TRY AND REMAIN CALM AND AS POSITIVE :-)
Your still very young..... time is totally on ur side.
I can't tell you how much I know exactly how you feel...... I lost my baby at almost 8 weeks when I went in and saw that the heartbeat had stopped. I had a D&C and afterwards was a mess. It was my first pregnancy and I'd go in my closet and cry and cry. My husband was understanding at first but he took the attitude that we'd try again. We had tried for YEARS and nothing....and then finally got pregnant only to loose him/her. It was awful. i spent my nights reading through forums of women who had been successful with pregnancies after a miscarriage.
SOO....after my D&C I got pregnant 6 weeks later (my first cycle) and had a healthy happy pregnancy. My son is now 2 years old and I have shared my story with many many women as there are lots of us who have to go through this. People who have never miscarried have NO idea what it feels like. It's like loosing a part of your and it's awful.
I'm not pregnant with my 3rd pregnancy (1st miscarriage/2nd is my two year old) and possibly loosing this one. It's not any easier the second time around but hoping for a positive outcome. Good luck to you and stay positive knowing you can get pregnant and that when you do you'll be more grateful than the rest. I hope it happens quickly for you!!

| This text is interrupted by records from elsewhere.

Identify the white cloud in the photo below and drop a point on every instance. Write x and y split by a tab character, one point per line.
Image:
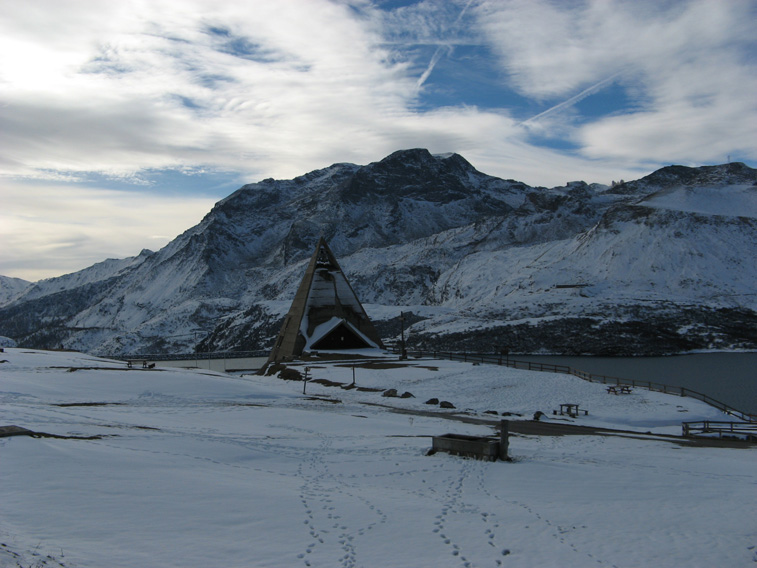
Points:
688	68
276	88
48	230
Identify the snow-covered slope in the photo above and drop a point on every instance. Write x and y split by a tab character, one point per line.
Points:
11	288
195	468
662	264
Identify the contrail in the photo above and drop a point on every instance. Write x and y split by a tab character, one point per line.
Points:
438	53
574	99
434	60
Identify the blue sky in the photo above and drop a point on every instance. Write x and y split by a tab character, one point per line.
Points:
121	123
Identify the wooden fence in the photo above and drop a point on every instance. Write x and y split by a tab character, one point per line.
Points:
505	360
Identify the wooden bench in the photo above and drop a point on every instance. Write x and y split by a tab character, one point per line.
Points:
570	410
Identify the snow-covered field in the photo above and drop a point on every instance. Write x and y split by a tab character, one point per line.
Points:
197	468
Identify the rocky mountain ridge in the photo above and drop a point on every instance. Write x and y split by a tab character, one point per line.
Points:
661	264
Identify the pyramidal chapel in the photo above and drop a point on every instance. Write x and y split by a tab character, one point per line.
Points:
325	315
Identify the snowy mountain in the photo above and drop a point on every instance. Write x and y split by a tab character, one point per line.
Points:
11	288
658	265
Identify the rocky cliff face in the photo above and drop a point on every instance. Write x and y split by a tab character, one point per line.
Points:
661	264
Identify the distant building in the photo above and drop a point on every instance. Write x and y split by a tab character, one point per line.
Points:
325	314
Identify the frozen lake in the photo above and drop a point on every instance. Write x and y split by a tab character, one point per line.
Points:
728	377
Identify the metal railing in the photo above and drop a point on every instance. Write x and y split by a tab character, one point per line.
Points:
720	428
505	360
188	356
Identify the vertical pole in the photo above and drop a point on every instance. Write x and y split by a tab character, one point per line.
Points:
504	439
403	352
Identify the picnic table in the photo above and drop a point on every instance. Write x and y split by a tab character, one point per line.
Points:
570	409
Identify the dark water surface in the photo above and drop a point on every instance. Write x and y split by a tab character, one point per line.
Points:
728	377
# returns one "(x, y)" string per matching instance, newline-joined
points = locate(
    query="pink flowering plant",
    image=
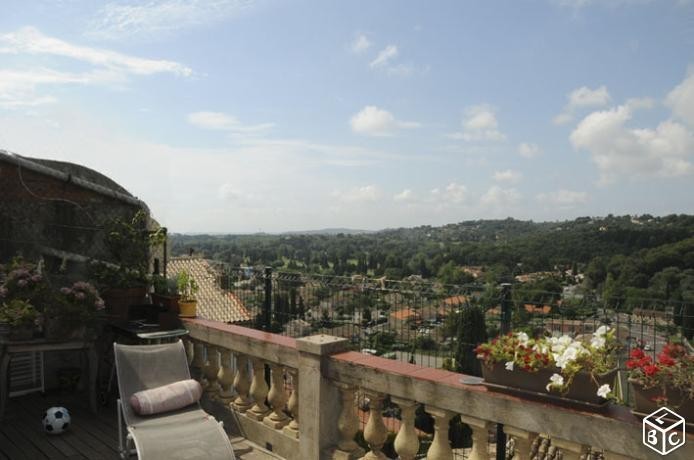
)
(77, 303)
(24, 282)
(565, 356)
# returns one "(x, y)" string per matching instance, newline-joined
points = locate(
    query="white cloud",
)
(500, 197)
(581, 98)
(453, 193)
(117, 20)
(508, 176)
(29, 40)
(405, 195)
(618, 150)
(479, 124)
(681, 100)
(223, 122)
(365, 194)
(360, 44)
(18, 88)
(528, 150)
(229, 192)
(384, 57)
(563, 198)
(373, 121)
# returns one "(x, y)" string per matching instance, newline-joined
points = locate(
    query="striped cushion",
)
(166, 398)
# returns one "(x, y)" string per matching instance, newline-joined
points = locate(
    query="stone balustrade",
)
(308, 409)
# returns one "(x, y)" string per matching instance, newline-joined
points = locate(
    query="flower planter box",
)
(119, 300)
(21, 333)
(645, 400)
(583, 390)
(57, 328)
(168, 303)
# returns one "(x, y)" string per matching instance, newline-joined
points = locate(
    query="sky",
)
(273, 115)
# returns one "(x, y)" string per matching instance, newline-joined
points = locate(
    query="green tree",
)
(472, 331)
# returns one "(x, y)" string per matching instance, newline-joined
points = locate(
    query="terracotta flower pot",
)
(187, 309)
(646, 400)
(582, 389)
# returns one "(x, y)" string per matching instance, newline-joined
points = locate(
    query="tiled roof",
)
(455, 300)
(214, 303)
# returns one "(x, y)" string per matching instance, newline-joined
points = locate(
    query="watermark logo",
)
(663, 431)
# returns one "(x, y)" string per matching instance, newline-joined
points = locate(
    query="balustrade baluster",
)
(225, 376)
(292, 429)
(277, 398)
(198, 361)
(375, 432)
(406, 442)
(347, 425)
(613, 456)
(524, 440)
(242, 384)
(259, 390)
(570, 450)
(211, 369)
(188, 347)
(440, 448)
(480, 437)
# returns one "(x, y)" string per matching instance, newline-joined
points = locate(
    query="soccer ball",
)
(56, 420)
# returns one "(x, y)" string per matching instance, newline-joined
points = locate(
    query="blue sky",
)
(269, 115)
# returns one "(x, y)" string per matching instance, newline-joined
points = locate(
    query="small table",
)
(7, 348)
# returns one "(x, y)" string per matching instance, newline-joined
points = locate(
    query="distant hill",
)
(504, 248)
(329, 231)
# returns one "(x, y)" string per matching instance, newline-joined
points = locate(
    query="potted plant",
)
(573, 370)
(21, 317)
(187, 288)
(75, 310)
(25, 282)
(123, 280)
(165, 293)
(665, 381)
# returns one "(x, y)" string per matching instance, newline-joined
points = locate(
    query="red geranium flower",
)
(650, 369)
(637, 353)
(666, 360)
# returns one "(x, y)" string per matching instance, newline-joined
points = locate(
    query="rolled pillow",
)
(166, 398)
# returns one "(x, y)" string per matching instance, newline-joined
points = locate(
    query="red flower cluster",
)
(672, 366)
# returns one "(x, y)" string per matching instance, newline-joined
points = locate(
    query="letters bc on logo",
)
(664, 431)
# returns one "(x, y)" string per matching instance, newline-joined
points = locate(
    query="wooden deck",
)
(90, 436)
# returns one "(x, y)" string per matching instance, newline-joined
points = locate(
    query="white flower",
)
(542, 349)
(597, 342)
(604, 391)
(602, 330)
(565, 340)
(556, 380)
(561, 361)
(523, 338)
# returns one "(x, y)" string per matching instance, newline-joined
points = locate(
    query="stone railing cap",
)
(322, 345)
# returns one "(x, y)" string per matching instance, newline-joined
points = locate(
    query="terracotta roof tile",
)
(213, 302)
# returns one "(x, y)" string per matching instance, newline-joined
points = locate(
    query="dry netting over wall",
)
(60, 212)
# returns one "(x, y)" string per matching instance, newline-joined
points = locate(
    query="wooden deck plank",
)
(80, 436)
(8, 448)
(53, 446)
(90, 436)
(24, 441)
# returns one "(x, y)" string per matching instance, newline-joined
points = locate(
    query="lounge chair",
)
(187, 433)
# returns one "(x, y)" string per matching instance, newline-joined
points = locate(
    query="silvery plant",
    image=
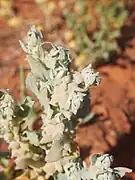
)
(49, 150)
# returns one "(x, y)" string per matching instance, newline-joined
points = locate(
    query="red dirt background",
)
(113, 101)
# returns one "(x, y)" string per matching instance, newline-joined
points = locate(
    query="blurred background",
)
(101, 32)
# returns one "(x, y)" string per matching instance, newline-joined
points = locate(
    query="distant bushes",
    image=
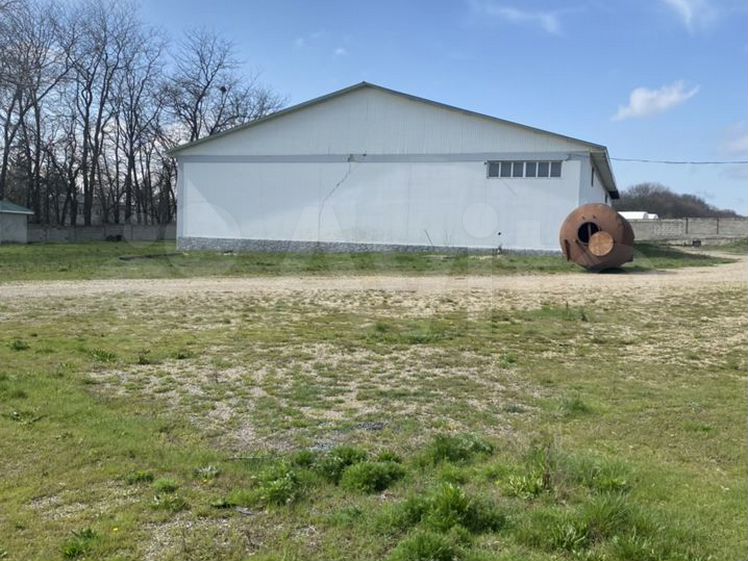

I know this feeling! My ex told me it must have been something i did ive felt so guilty ever since wishin there was something i cud have done ive never felt so alone feel like i cant talk to my family they jus call me dramatic i didnt have a dnc and ive had complications so been in n out of hospital since dec n still goin now jus seems im fightin a losin battle if u ever jus need to vent feel free to message me i kno how important it is to jus get things off ur chest it jus builds up till u break down x
We had our first dnc over a year ago we do have 2 older children with no problems. I went in for my first ultrasound at 12 weeks and found out baby's heart stopped a little over 9. I was so depressed and the only thing I thought would make it better was to fill the void but it took us a year to conceive and we followed Dr orders wait 3 months. I got pregnant and was so worried but so happy first time in over a year feeling happy and the Dr said it was bad luck the first time and the next should be fine yet it wasn't. We had first ultrasound at 7 weeks and string heartbeat then 2 weeks later some spotting and then another ultrasound showed no heartbeat so we just had our second dnc last Thursday. They believe I may have a clotting problem but I'm going to ask them about progestorne levels as well both are treatable. This time around I'm trying to be as normal as possible like getting out and not spending too much time alone to let my mind wander and get depressed. I would look forward to trying again after one cycle. I shut people out last time which made it worse now I'm allowing support and it does help along with time.